Mississippi baby HIV cure had such a promising outcome that the case generated excitement last year. According to health officials, what researchers previously thought as a Mississippi baby HIV cure was in fact ineffective and the baby still has the virus after all.

npr.org reports that the discovery of the Mississippi baby HIV cure being not cure at all is a huge setback for the recipient more known as the "Mississippi baby." The recent discovery is reportedly also complicates new efforts to test what appeared to be a promising new treatment for infants born with HIV.

In 2012, the Mississippi baby was born to an HIV-positive mother. Since the mother had not received prenatal care, she wasn't identified as HIV positive until her labor. To try and stop the baby's infection, doctors tried the Mississippi baby HIV cure, reported to be an aggressive combination of drugs administered to the baby right after she was born.

HIV-infected infants would normally have to stay on the antivirals for life. But in the case of the Mississippi baby HIV cure, the mother reportedly stopped bringing her child to the clinic following 18 months of the treatment. When they went back to the clinic five months later, the mother said she had already stopped giving the baby medicine, but blood tests still showed no signs of HIV infection.

Since then, hopes were high and the Mississippi baby HIV cure was thought to be a success.

The news of the Mississippi baby HIV cure reportedly had many hoping that that was what doctors were looking for. However, Dr. Hannah Gay of University of Mississippi Medical Center who had treated the baby at the hospital was still watching out for an HIV infection.

She said in a conference call, 'Ever since we discovered this case in 2012, we've known that was a possibility.'

After doctors found out from the mother that the baby had stopped taking the antivirus, doctors did not administer anti-HIV drugs once again, but they kept checking her for the disease infection every six to eight weeks. According to reports, more than two years passed by with no sign of the virus, hence the Mississippi baby HIV cure thought to be a success.

Gay said, 'So, last week was one of those regularly scheduled visits. The child came; she had no abnormalities on physical exam.'

However, it was the blood tests which revealed that the baby had an active HIV infection, and that the virus apparently emerged from an unknown area in her body.
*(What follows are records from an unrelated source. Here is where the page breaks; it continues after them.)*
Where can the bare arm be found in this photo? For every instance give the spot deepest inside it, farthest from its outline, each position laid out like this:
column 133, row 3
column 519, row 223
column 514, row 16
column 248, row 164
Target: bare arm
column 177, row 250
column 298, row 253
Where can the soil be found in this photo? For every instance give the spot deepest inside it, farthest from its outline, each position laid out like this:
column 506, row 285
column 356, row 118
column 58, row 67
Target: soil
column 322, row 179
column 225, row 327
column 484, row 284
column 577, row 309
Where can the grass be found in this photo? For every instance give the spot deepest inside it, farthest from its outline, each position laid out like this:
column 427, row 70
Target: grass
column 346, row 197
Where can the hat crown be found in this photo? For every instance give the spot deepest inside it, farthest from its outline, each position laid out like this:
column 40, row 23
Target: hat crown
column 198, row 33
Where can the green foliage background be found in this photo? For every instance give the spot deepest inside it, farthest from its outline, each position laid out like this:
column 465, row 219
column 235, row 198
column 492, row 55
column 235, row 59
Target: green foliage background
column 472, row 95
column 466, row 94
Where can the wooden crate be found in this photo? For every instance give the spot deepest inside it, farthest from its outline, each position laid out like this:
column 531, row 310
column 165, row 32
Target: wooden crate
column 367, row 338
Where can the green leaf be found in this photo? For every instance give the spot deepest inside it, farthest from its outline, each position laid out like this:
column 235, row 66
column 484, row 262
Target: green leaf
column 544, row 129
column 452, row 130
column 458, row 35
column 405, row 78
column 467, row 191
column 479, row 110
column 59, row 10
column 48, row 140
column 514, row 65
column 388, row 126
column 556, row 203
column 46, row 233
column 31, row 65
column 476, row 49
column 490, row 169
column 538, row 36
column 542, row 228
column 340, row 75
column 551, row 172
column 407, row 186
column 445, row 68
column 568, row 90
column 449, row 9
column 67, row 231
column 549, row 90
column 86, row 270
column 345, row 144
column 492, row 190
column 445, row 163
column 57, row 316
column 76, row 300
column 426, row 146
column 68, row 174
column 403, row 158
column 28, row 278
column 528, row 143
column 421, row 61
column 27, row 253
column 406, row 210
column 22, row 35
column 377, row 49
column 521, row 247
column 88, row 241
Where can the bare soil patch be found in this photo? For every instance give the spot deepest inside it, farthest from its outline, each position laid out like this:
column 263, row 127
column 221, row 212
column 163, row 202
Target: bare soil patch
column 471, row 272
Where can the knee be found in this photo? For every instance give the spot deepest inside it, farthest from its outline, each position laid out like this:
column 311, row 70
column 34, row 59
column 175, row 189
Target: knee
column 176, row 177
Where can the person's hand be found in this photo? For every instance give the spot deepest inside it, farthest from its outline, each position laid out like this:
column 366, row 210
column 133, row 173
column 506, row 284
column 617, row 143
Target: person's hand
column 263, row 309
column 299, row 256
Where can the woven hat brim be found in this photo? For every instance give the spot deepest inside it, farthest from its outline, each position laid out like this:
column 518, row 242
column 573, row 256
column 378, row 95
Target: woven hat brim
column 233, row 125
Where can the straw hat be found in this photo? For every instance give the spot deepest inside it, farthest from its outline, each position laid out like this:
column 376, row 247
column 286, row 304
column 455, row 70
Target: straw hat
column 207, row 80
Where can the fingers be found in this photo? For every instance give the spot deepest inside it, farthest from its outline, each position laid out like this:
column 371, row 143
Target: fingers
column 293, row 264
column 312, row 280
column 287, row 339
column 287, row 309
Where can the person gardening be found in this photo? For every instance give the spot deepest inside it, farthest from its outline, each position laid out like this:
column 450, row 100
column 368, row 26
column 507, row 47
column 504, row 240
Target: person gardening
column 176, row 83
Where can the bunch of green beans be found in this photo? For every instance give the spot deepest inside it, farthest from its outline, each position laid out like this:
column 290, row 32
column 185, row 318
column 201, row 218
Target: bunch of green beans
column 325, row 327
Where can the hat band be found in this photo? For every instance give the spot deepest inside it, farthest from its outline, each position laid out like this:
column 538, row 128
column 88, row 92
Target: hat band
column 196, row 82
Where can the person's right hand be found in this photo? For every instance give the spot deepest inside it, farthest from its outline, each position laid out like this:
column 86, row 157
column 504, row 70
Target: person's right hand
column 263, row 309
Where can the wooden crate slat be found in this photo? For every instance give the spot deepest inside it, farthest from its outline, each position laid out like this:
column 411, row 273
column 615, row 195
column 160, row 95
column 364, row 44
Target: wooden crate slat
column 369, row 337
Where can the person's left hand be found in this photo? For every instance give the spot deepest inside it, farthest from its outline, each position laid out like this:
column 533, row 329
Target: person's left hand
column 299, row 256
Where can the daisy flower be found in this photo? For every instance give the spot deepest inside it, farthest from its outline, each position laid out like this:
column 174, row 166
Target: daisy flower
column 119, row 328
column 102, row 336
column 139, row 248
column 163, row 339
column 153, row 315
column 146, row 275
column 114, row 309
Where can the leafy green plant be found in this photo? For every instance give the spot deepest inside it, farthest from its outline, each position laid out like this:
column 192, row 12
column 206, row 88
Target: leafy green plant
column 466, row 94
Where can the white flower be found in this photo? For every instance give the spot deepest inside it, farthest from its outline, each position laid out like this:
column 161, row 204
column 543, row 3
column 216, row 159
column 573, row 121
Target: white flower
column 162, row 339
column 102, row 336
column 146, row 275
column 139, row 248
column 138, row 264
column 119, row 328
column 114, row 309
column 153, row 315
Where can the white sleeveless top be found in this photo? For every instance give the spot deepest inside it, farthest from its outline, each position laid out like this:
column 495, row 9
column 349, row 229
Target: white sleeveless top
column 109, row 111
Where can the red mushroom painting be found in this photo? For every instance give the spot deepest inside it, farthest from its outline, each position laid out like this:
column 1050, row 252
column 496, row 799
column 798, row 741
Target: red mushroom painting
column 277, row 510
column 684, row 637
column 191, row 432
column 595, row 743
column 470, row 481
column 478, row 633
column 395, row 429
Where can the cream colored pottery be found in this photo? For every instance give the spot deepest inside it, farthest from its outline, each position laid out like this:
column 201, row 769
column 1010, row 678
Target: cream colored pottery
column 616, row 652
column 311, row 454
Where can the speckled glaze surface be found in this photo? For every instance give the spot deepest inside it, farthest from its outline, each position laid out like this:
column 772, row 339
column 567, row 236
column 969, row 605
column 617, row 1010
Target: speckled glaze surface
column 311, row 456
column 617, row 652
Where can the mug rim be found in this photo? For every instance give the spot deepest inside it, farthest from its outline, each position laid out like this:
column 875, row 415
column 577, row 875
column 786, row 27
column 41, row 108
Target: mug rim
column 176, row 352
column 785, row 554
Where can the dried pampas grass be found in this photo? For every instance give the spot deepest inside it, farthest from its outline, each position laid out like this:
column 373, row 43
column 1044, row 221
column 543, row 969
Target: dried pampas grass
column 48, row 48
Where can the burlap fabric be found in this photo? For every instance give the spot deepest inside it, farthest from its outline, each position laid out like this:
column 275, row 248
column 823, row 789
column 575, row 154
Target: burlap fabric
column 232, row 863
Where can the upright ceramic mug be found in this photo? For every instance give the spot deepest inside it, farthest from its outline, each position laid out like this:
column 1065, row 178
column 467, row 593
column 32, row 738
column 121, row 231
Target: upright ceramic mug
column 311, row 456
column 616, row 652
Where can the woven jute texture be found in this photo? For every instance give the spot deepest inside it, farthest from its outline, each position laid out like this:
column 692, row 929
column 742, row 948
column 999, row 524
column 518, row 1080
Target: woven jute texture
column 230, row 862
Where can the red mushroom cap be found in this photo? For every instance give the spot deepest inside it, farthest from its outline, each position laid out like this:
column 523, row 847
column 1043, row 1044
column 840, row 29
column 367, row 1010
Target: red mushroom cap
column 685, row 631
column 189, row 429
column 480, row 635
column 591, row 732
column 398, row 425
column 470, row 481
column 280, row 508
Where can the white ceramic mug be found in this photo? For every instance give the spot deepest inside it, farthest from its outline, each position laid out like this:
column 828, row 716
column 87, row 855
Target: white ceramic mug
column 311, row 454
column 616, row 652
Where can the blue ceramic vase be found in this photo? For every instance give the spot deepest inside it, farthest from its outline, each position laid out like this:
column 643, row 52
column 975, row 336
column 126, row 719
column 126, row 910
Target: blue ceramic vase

Gay said in the conference call, 'It felt very much like a punch to the gut. It was extremely disappointing. We had been very hopeful that this would lead to bigger and better things.' She also expressed her disappointment "for the sake of the child, who is now back on medicine and expected to stay on medicine for a very long time.'

Meanwhile, the National Institutes of Health had reportedly planned on a huge study involving more than 700 other HIV-infected newborns because of the story of the Mississippi baby HIV cure. The reported strategy is a treatment using powerful drug combination at birth and if they show no signs of infection, they will be taken off drugs at age 2.

Dr. Anthony Fauci, director of the National Institute of Allergy and Infectious Diseases said of the study which will be based on the Mississippi baby HIV cure, 'The study is still in play. But we're now just taking a close look at it ... to make sure that with the study we do it in an ethically sound way, and we get some answers to important questions.'

According to NPR, every year, thousands of newborns are brought to the world through HIV-infected mothers. The situation mostly arises poor countries. It would be a great service to mankind if a cure could be administered to the babies at the time of birth.

In the meantime, according to scpr.org, the setback in the Mississippi baby HIV cure, despite discouraged researchers, has not changed doctors' opinions on how they will handle a similar case in Los Angeles.

The L.A. baby is reportedly not unlike the baby from the Mississippi baby HIV cure study. The L.A. baby was also born HIV-positive and has become free of the virus after early drug intervention. A little more than a year has passes and the L.A. baby is already over a year old and is "doing extremely well," said Dr. Yvonne Bryson, a pediatric infectious disease expert at UCLA who has been helping to manage the case. The girl has to take three AIDS drugs twice a day.

Bryson said, 'The baby has remained negative, but the caution is, it's really even too early to say this baby is in remission because the baby is still on therapy.'

Mississippi baby HIV cure story was taken into account by doctors who were working on the L.A. baby. The Mississippi baby started the AIDS drugs while she was still one day old. This time, the doctors at Miller Children's Hospital in Long Beach reportedly started giving the L.A. baby's mother AIDS drugs during labor, as well as a first dose to the HIV-positive girl just four hours after birth. When the L.A. baby turned six days old, she reportedly had no signs of the virus.